By animagic - 10 Years Ago
+1

I have also found that creating animation with the mouse gives less than satisfactory results. Which is a pity, really.

By Artman009 - 10 Years Ago
Until Reallusion adds a graph editor in iClone, currently your only option is to export your animation out via a BVH or FBX file (which requires 3DXchange Pipeline) and do manual clean-up in another animation program like Blender or MotionBuilder, then re-import back into iClone.

If you're curious, the makeshift workflow I use to clean-up my iClone figure animations is to get it into DAZ Studio 4. By exporting the iClone animation as a BVH file, I can apply it to a DAZ Genesis figure in DAZ Studio do my clean-up there.
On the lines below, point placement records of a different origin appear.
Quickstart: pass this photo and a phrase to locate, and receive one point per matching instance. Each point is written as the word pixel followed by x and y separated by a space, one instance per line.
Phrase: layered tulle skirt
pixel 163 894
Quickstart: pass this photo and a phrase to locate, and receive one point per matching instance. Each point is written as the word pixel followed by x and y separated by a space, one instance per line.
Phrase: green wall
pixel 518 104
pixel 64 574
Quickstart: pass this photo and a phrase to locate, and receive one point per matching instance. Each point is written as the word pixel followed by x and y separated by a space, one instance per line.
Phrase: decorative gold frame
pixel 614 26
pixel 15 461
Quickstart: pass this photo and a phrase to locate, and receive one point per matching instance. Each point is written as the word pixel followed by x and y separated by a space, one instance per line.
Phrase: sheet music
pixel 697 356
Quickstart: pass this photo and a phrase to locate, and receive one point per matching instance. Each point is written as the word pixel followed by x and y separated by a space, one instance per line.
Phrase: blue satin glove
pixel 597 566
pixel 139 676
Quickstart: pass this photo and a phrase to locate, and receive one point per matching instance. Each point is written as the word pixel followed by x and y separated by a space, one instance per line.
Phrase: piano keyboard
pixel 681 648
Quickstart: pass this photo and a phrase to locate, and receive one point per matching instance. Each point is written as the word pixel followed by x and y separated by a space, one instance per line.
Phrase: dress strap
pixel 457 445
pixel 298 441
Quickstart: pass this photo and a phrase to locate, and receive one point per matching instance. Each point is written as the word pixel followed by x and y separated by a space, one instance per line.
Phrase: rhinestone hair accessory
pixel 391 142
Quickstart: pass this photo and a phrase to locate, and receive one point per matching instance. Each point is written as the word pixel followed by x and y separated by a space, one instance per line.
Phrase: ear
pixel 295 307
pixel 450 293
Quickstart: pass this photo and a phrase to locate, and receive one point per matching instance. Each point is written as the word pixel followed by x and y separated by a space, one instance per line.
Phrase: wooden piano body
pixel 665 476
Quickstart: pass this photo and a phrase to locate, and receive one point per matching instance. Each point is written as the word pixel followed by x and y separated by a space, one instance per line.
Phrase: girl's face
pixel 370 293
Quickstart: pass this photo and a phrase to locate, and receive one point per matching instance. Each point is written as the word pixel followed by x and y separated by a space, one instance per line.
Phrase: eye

DAZ Studio has a nifty built-in scripting language that users can use to execute commands. A user named mCasual has written two scripts can reduce the number of keyframes of animation by any amount you want, thus reducing the shake or jitteriness of a character animation. This is SUPER helpful when dealing with wonky BVH animations or iClone figure animations done with a mouse or captured using the iClone Mocap Device Plug-in.

mCasual's two DAZ Scripts are mcjDecimate and mcjDecimateProps. mcjDecimate removes keyframes on the entire figure while mcjDecimateProps removes only the items or parts you have selected.

Also, having both the graphMate and keyMate DAZ Studio plug-ins help as they allow for a visual representation of your keyframes.

Obviously, this workflow is tedious and requires exporting and importing BVH files back and forth between iClone and DAZ Studio but as I mentioned, until iClone gets a graph editor, animation clean-up needs to be done externally.